Crawford School of Public Policy | Resources, Environment and Development Group

Event details

Public Seminar

Date & time

Wednesday 02 October 2019
9.30am–11.00am

Venue

Room 3.03, Marie Reay Teaching Centre, Building 155, Kambri Precinct, Australian National University

Speaker

John McCarthy, Crawford School of Public Policy, ANU

Contacts

Communications and Engagement

In response to enduring problems of poverty across the global south, social protection policies (SPPs) have emerged as the main policy approach, with over 60 countries now implementing Conditional Cash Transfers (CCTs) programs. A large literature has emerged to discuss the benefits of SPPs, the politics that surround them, and the technical implementation problems affecting them. Yet, few studies have examined how CCT programs ‘land’ locally and work as distributional systems on the ground.

Indonesia is developing the world’s second-most extensive CCT system. This paper looks at the case of CCTs in the Indonesian province of Aceh. It combines ethnographic studies with a survey to examine the processes shaping patterns of entitlements and enfranchisement within two villages located within pockets of deprivation in this Indonesian periphery. This paper argues that the technologies of government that CCTs employ, specifically econometric targeting, involve a particular politics of knowledge that has constitutive effects. While offering an apparent means of developing a distributional system that avoids clientelism and elite capture at the same time as reducing the poverty headcount and assisting many poor families, the econometric/technocratic approach provides opaque methods and processes and contributes to the unequal and contested politics of distribution found across rural Indonesia.
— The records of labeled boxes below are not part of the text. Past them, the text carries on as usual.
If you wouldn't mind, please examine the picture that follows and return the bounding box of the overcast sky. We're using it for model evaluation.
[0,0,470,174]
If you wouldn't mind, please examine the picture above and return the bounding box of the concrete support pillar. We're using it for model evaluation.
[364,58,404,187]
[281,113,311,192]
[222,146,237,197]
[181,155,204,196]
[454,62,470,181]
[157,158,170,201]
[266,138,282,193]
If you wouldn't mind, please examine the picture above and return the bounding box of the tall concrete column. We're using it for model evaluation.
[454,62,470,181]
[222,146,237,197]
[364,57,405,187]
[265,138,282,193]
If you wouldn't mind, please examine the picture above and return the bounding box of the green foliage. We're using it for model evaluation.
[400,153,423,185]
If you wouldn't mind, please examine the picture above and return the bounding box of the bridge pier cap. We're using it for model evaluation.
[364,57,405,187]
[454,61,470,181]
John McCarthy is Associate Professor at the ANU Crawford School. He works on questions of governance, institutions and rural development with a focus on forestry, agriculture, food security and land use. At present he has an Australian Research Council funded project regarding social protection and food security in rural Indonesia. He was previously a Research Fellow at the Asia Research Centre, Murdoch University, Western Australia and Leiden University in the Netherlands. He has carried out various assignments with agencies including AusAID (now DFAT), the World Bank, and the Centre for International Forestry Research (CIFOR).